JOHN SMITH'S GRAND NATIONAL Aintree, Saturday 9 April, 1615 BST Coverage:
Live on BBC TV, HD, Radio 5 live, online Other races also across the BBC 7-9 April
Royal Rosa, Skippers Brig and Golden Kite were the last horses to make the 40-strong field declared for Saturday's Grand National at Aintree.
Last year's winner Don't Push It, to be ridden again by Tony McCoy, tops the weights for the big race.
There were three withdrawals at Thursday's final declarations - Roll Along, Northern Alliance and Our Monty.
Golden Kite, trained by Adrian Maguire, is number 40 in the field, with four reserves set to be named later.
It is the first British runner for Maguire, who retired from riding in 2002 after a fall at Warwick and said he was "pleased as punch".
He added: "Golden Kite is an economical jumper and just the sort of horse you need for the National. He has been in good form at home, and now that we know we are in, we can jump on the ferry."
Howard Johnson, trainer of Royal Rosa, was delighted his horse made the race, particularly as it will be the 12-year-old's last race.
"Royal Rosa will be retired after the race and it would be a fairytale if he could go out on a high.

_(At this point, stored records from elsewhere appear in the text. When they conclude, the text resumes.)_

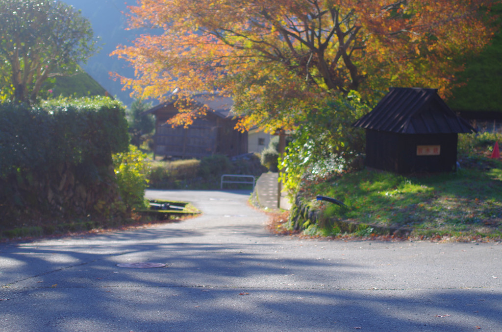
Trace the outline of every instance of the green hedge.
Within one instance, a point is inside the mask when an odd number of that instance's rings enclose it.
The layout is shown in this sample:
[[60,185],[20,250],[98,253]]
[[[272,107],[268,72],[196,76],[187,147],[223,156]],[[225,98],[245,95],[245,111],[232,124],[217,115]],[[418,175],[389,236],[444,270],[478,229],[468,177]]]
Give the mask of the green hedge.
[[0,104],[0,226],[120,210],[111,155],[129,140],[109,98]]

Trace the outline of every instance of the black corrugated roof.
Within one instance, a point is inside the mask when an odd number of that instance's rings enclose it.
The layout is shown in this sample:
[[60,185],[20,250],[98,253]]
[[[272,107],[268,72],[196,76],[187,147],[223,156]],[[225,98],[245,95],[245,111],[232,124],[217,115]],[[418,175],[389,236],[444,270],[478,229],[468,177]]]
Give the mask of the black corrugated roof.
[[436,89],[391,88],[373,110],[352,125],[403,134],[476,131],[456,114]]

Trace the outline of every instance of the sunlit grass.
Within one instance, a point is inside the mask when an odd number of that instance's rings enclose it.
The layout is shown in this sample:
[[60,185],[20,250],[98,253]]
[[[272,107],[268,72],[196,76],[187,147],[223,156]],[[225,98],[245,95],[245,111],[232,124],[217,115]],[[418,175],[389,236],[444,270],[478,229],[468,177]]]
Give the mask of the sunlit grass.
[[[312,183],[302,195],[343,202],[345,207],[314,203],[324,220],[372,227],[407,228],[414,236],[502,238],[502,164],[462,169],[455,173],[404,177],[365,170]],[[324,229],[332,225],[322,225]],[[324,235],[336,229],[324,229]]]

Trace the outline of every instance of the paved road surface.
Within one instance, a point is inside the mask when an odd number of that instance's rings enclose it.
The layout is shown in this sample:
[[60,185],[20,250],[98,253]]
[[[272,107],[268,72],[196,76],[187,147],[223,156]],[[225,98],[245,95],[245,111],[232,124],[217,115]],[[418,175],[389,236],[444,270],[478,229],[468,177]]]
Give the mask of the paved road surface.
[[[147,195],[204,214],[0,244],[0,331],[502,331],[501,245],[278,237],[247,194]],[[116,266],[139,262],[167,267]]]

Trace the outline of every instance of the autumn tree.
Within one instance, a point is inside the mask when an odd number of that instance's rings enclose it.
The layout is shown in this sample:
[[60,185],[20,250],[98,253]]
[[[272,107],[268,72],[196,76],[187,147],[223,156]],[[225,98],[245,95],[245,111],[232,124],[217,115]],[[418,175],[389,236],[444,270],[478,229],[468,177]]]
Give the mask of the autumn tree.
[[[217,90],[233,98],[243,127],[272,130],[351,90],[367,99],[419,86],[447,95],[462,67],[454,60],[488,42],[480,10],[494,1],[139,0],[131,28],[164,33],[112,54],[135,67],[120,79],[141,98]],[[197,114],[185,110],[173,123]]]
[[89,22],[60,1],[0,2],[0,96],[33,103],[48,79],[77,72],[96,51]]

He is a horse who comes alive when he sees those big fences - he relishes he challenge and he ran well in the Becher Chase there in November, while the rain is also a plus."
Dominic Elsworth said he was "chuffed" to hear his intended mount Skippers Brig, trained by Nicky Richards, now gets in.
"I had a sit on the horse on Monday morning and he felt super. The rain was also a bonus, and I have already won the Becher and had several good spins over the big fences, so I am really looking forward to it."
In the world famous race, the horses compete over four-and-a-half miles and the course includes demanding fences such as Becher's Brook and The Chair.
To have won a lot of the good races and not the National would have been something I would have found quite hard to live with
The declared field is determined by each contender's rating, with the highest-weighted horses given preference.
McCoy will seek to make Don't Push It the first back-to-back winner of the race since Red Rum in 1974. The 11-year-old will carry top weight of 11st 10lbs having been quietly campaigned in hurdle races this term.
McCoy said: "He's definitely getting better with each run this year. He's improving all the time. The only reason he's stayed over hurdles is because we're preparing him for the National. It's a gruelling race."
It also sealed his place among the UK's sporting elite and he was voted BBC Sports Personality of the Year in December.
McCoy said: "I might not have been nominated in the top 10 let alone winning, and there's no doubt winning the National was the reason I won that award.
"There were a lot of people spending money on phone calls, which I will always be grateful for.
"I've been spoiled in that I've been lucky enough to have won a few, but to have won a lot of the good races and not the National would have been something I would have found quite hard to live with."
Former winner Bob Champion's Grand National tips
In his most recent race, Don't Push It stayed on to finish 10th in the Pertemps Final at Cheltenham, the same event used for the horse's Aintree preparation last year.
Among his rivals will be the strongly fancied What A Friend, ridden by Daryl Jacob and part-owned by Manchester United manager Sir Alex Ferguson.
What A Friend will be prepared by champion trainer Paul Nicholls, who has entered 44 horses in past Grand Nationals without success.
Nicholls also has another lively contender in Niche Market, who has been allocated 10st 13lb and will be ridden by Harry Skelton after Ruby Walsh opted for The Midnight Club, one of three Willie Mullins entries.
Handily weighted with 10st 13lb, The Midnight Club, a winner at Fairyhouse in February, could start as favourite.
One outsider attracting solid support is Majestic Concorde, which is Irish trainer Dermot Weld's first Grand National runner for 16 years.
Weld went close with Greasepaint, the was runner-up in 1983 and 1984, but is best known for landing some big Flat races across the globe, including the Gold Cup at Royal Ascot and the Melbourne Cup at Flemington.
RECENT NATIONAL WINNERS
2010 Don't Push It 10-1
2009 Mon Mome 100-1
2008 Comply Or Die 7-1
2007 Silver Birch 33-1
2006 Numbersixvalverde 11-1
2005 Hedgehunter 7-1
Another one tipped to run a big race is Backstage, trained in Ireland by Gordon Elliott and ridden by Paul Carberry, while Scotland's big hope - and among the leading fancies - is the grey
Silver By Nature.
Among the English hopes, Ballabriggs represents Donald McCain, son of Red Rum's trainer Ginger, and has some tidy recent form.
Sam Waley-Cohen, the amateur jockey who rode Long Run to Gold Cup glory in March, gets the ride on Oscar Time, a general 12-1 shot.
Other interesting contenders include Big Fella Thanks and West End Rocker, while 2010 Irish National winner Bluesea Cracker also merits consideration.